Lunar New Year Decorations

Ah, the horse. A majestic animal known for its grace, beauty and strength. Someone you can rely to get the job done is a workhorse. The more horsepower your car has the more guts it has. And we all know what “stallion” can mean. It’s no wonder one of the Chinese zodiac signs is named for it.

But there’s more to decking out the house for the Lunar New Year than just propping horse trinkets willy-nilly and maybe top-loading the Blu-ray collection with westerns. Colour is key too, and with Christmas barely in the rear view, at least you don’t have to worry about hauling out the red again. Not surprisingly, keeping a tight rein on what comes into your space, for however long, shouldn’t go over the top. Too many golden horses and you run the risk of chintz.

First things first: Food. No holiday is complete without it, and chances of entertaining guests (hopefully dropping in with lai see) are high. So local designer Mariko Jesse’s toile pattern ceramics altered with images unique to Hong Kong (the Star Ferry, birdcages, dim sum baskets) are the ideal tableware for tea or coffee at Chinese New Year. Available at TREE, the line includes teacups, mugs, cup and saucers, teapots, plates and full Chinese dining sets ($125 to $1,650) among other accessories.

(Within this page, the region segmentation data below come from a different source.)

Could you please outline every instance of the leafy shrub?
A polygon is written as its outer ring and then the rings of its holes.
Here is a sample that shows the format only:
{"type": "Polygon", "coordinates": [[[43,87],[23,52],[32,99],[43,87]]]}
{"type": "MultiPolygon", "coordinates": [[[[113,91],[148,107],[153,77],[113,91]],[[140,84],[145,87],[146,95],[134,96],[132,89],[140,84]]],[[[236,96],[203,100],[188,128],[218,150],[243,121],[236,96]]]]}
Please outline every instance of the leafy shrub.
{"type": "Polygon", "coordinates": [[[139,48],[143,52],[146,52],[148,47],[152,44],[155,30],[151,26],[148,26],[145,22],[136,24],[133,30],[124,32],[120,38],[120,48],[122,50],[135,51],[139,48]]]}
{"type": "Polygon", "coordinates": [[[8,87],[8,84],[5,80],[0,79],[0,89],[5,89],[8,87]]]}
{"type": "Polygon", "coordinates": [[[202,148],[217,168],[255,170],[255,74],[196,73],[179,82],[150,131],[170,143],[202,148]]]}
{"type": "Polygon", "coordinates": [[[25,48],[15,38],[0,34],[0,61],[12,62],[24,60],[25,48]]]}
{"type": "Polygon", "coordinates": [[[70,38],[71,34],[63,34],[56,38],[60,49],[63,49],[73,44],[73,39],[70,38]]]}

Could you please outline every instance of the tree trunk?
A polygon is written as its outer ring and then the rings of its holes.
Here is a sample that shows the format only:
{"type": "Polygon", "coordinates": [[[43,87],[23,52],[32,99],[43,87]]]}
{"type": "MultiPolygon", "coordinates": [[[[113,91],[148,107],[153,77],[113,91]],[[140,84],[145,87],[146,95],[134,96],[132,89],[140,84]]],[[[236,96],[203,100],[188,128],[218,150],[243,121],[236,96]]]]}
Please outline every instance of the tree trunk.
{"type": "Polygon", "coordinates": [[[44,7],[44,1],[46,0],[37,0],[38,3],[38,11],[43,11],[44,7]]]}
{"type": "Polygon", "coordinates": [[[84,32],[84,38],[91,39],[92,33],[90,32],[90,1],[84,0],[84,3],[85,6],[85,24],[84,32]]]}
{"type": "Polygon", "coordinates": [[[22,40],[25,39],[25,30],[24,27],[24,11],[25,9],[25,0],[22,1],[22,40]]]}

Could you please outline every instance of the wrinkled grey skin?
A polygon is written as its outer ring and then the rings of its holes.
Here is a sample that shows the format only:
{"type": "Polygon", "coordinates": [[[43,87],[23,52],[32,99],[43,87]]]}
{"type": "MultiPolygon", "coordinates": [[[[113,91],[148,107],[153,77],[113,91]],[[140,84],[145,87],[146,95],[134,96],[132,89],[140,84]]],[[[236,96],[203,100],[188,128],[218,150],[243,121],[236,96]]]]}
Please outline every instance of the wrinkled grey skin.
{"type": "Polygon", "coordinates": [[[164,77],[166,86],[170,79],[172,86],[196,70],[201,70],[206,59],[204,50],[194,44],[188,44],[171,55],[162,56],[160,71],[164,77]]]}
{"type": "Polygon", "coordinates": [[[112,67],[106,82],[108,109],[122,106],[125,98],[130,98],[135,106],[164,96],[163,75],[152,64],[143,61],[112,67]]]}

Red and gold are major colours for CNY, and if you’re looking to make a bigger statement, there is no shortage of red interiors available. Tequila Kola’s Ashley chaise lounge in red microvelvet ($11,900, other fabrics optional) will work for the rest of the year too, but the vaguely decadent design and colour make for an eye-catching permanent addition. But if you’re looking more for an accent here and there that can be stored until next Lunar New Year, the red Nacthmann candleholder ($2,390) and Dragon jar in gold ceramic ($1,880) make the point without getting out of control.

If you’re a traditionalist, you will want some kind of horse in the house. Typically, icons like it should be gold, but for something a little unconventional, zip over to Town House and check out its selection of horse imagery. The Anglada sculpture ($1,955) in silver may be an odd choice of metal, but it does make for a novel spin on the usual ornamentation. Also available are more flowery ceramic items as well as a highly stylised, multi-coloured, poly-stone figurine that could easily appeal to kids — or the kid in you.

Finally, linen maker Sleep Naked isn’t taking a detour from its icy white linens but it has created a lucky towel for the proud Hongkonger that can be toted with you on your CNY vacation. The red and white flag motif beach towel ($351) is a light weigh, luxury cotton with a reversible design and is every bit as comfortable against the skin as Sleep Naked’s regular towels. It could only be more perfect if it had a horse on it.